One student began their project with these six words and I now sort of find myself coming back to them at the end of this story.
I’ve been thinking a lot recently about writing itself and how stories are told through it, including the intentions behind them.
Now that I’m here and the story is complete(-ish?), I do think it is fair to ask myself: what is the purpose of sharing this story here?
In part, it is an expression of gratitude for this amazing group of students, who culminated an already-great school year with one of the best finishes I can remember in my career.
In part, it is a capturing of how I felt in that moment, sitting in my desk for several moments after the bell rang in a silent classroom, clinging tightly before the present tense became past and it would require remembering to be there.
In part, too, I think I’m only realizing right now as I type these words, this almost feels like a living out of the project itself: me trying to express what I find meaningful by building upon the words and stories of these great writers I had the privilege to teach—just as students did with their own projects.

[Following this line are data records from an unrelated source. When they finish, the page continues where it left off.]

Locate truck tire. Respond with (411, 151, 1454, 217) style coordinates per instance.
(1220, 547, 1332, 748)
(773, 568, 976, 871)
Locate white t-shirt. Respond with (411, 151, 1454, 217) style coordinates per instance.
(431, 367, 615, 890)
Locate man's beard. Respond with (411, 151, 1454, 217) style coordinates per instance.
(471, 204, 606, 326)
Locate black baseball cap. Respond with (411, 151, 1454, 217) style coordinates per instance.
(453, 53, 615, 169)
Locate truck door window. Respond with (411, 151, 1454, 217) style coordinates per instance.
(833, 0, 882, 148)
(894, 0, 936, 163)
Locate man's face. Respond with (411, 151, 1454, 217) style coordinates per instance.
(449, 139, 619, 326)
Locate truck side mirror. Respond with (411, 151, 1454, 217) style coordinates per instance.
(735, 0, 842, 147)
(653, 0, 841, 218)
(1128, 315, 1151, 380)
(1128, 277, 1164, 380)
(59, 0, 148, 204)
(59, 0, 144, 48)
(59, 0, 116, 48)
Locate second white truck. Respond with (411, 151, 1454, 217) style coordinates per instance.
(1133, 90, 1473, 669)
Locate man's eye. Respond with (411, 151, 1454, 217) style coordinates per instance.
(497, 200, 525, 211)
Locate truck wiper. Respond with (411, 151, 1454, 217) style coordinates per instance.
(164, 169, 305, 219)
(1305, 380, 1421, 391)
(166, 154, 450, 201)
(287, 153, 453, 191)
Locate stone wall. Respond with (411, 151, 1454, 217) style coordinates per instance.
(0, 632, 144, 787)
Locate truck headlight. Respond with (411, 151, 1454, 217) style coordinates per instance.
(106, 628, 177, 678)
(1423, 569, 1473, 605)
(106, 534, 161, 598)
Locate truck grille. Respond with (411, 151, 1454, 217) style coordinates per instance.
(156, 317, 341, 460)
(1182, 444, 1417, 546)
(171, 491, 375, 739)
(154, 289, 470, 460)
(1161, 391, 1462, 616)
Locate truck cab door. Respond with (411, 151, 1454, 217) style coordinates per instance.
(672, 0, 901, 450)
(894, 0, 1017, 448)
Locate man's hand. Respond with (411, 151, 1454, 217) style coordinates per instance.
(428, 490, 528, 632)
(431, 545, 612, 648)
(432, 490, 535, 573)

Just as we all do, in the classroom and beyond.
You just have to look for it, that very wise student insisted.
They were right.
This is a stunning reflection on how your students and you made meaning together in a brilliantly built culminating project. Moving, meaningful, resonant. It was so rich and diverse in its insights about children, teaching, writing, and life that I struggle to land on a “most important” aspect. One lesson that feels especially urgent and universal for all of us as educators:
“To be cynical or hopeful: making that choice so often is really tiring as a teacher. I turn back to the student’s project. ‘You just have to look for it.’ This student ends this section of their project with an invitation to choose that latter door once more.”
Thank you for your devotion to child and craft. Truly grateful.
I love and admire how you create community within the classroom and have them get a sense of community outside too. This is also very important for me.
In middle school, we look through everything through the lens of “herd behavior.” When is it necessary to follow the herd? When is it not? We look at all our texts from that lens and at the end their final question is about that and every year I am astounded and fit to burst with hope!
There are days I have left wondering if all the cynical teachers are right! But I, and I share this with my students, I wouldn’t be back if I didn’t love. Love to teach them. Love to see them grow. Love to learn. And have hope.
I do respectfully disagree with your conclusion about phones not having an impact on mental health(and focus etc.) and it’s not necessarily because I feel I am right/you are wrong, but we have different sets of data. Your current AP students would have been in middle school 5 or 6 years ago?
I had those kids.
What I am seeing now is very different. These are not those kids. If that makes sense?
BUT. Hope. Reading your words I have hope that maybe maybe in 4 or 5 years when they become AP lit students (or even the ones who don’t?) will grow and change for the better when it comes to what I am seeing, the isolation and concrete thinking, that’s related to use of phones.